What can Britain do to prevent more of the street violence that is so uncharacteristic of the British scene? It can provide swift and sure justice for accused lawbreakers. And it can accelerate efforts already underway to get at the problems of unemployment, police relations, and racial discrimination that are reported to underlie the riots in south London on the weekend and in Bristol a year ago.
Worsened economic factors receive most of the blame for the situation that erupted into looting, arson, and clashes with police over the weekened. But racial aspects enter in more than they used to in a country that has only lately become "multiracial."
Current economic hardships fall heavier on the blacks, a term which some Asian nonwhites have begun to apply to themselves in an effort to stand together with the blacks against bias they also feel. Blacks consider themselves a particular target of the "sus" law under which a "suspected person" can be arrested even when no crime has been committed.
In Brixton, where the south London riots occured, the proportion of nonwhites is much higher than the 3 to 4 percent to which it has risen in the population as a whole. So, whatever the variety of underlying causes -- and the number of whites participating -- the appearance was of black youths battling white policemen in what headlines called "race riots."
Citizens of more racially mixed societies, such as the United States, can sympathize with the strains of matching practice to ideals in matters of civil rights and economic opportunity. For many years Britain was in the position of absorbing nonwhite "immigrants" and seeing them in that light. But the immigration has virtually been stopped, except for family members of persons already in Britain. More than 40 percent of Britain's blacks and Asians are now native born.
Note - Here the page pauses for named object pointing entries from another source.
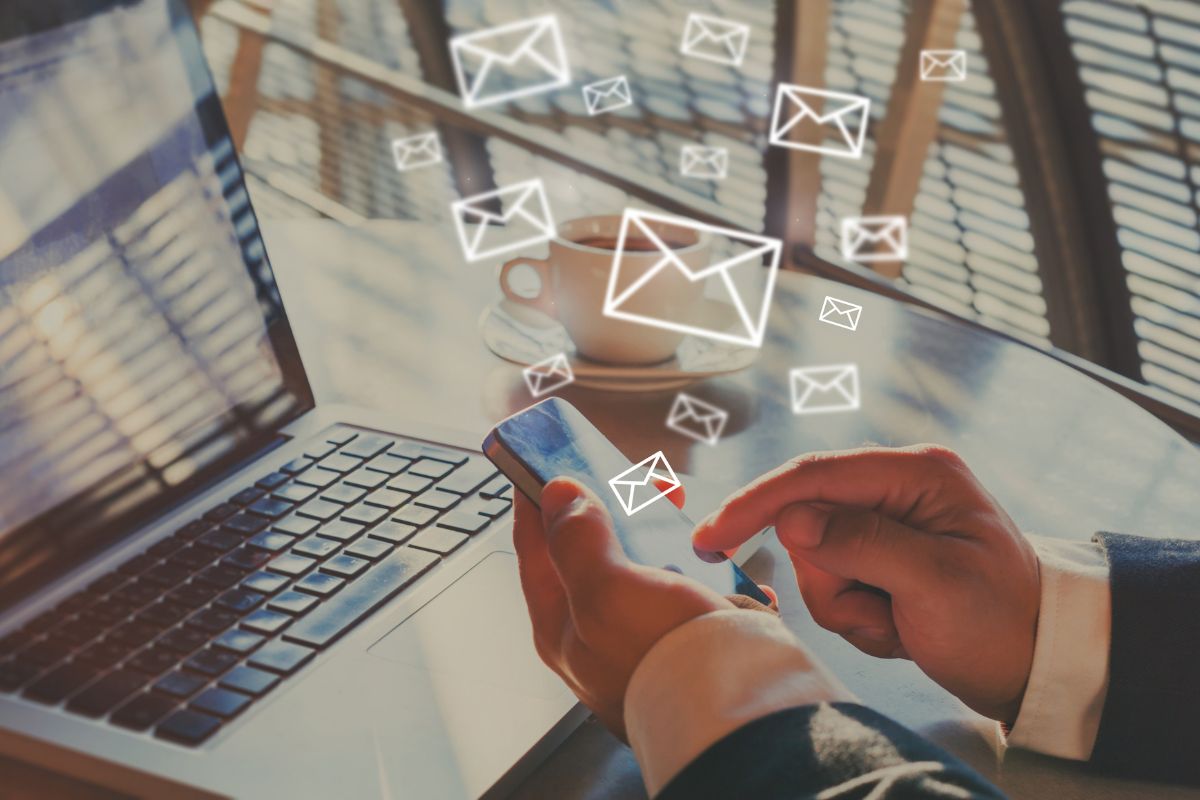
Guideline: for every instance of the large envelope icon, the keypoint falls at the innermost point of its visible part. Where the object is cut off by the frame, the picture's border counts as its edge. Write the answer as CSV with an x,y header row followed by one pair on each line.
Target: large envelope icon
x,y
420,150
516,60
730,278
609,95
697,161
841,120
715,40
525,221
821,390
841,313
696,419
639,486
875,239
943,65
549,374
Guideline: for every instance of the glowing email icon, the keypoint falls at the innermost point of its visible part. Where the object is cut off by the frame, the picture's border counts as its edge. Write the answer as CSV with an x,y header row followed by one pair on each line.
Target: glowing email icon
x,y
549,376
943,65
737,281
715,40
697,161
525,220
509,61
841,313
604,96
807,119
420,150
696,419
875,239
645,482
821,390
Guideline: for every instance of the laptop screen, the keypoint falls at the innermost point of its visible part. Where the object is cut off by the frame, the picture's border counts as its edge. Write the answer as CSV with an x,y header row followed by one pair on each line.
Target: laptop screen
x,y
143,344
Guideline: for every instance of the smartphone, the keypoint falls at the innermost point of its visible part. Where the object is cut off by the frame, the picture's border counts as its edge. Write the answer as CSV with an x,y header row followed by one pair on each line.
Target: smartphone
x,y
553,438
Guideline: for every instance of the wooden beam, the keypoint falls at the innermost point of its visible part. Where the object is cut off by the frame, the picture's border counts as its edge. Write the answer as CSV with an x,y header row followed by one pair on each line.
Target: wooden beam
x,y
910,126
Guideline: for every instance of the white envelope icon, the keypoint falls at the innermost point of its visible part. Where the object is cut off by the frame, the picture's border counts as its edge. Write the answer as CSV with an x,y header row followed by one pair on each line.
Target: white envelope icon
x,y
696,419
715,40
943,65
841,118
525,220
697,161
549,374
841,313
821,390
509,61
738,281
636,488
875,239
609,95
420,150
Hope for constructive accomodation of all Britain's people lies both in specific steps such as youth employment programs and in general attitudes based on improved understanding among Britons. The latter was stressed in a letter to this newspaper just last month from John Wheeler, chairman of the House of Commons Select Subcommittee on Race Relations and Immigration. He noted that, although Britain has had race relations legislation since 1965, "we are increasingly coming to recognize the disadvantages which black people are continuing to experience in our society." He told of his parliamentary committee's close study of the whole question of racial disadvantage. He said that the "central and long-term problem" is that of unconscious racial assumptions:
"By this I mean not only those irrational beliefs about what people of different races are capable of, which can affect the employment and education opportunities of the ethnic minorities, but also the failure to recognize that the minorities may have different needs or different priorities."
An encouraging start has been made. Mr. Wheeler cites polls consistently showing that a majority of Britons "accept that we have a multiracial society." He declares that "we know where we are going and that is to a racially just and equal society."
The goal is not easy. But no lesser one would do for a land that means to the world what Britain does.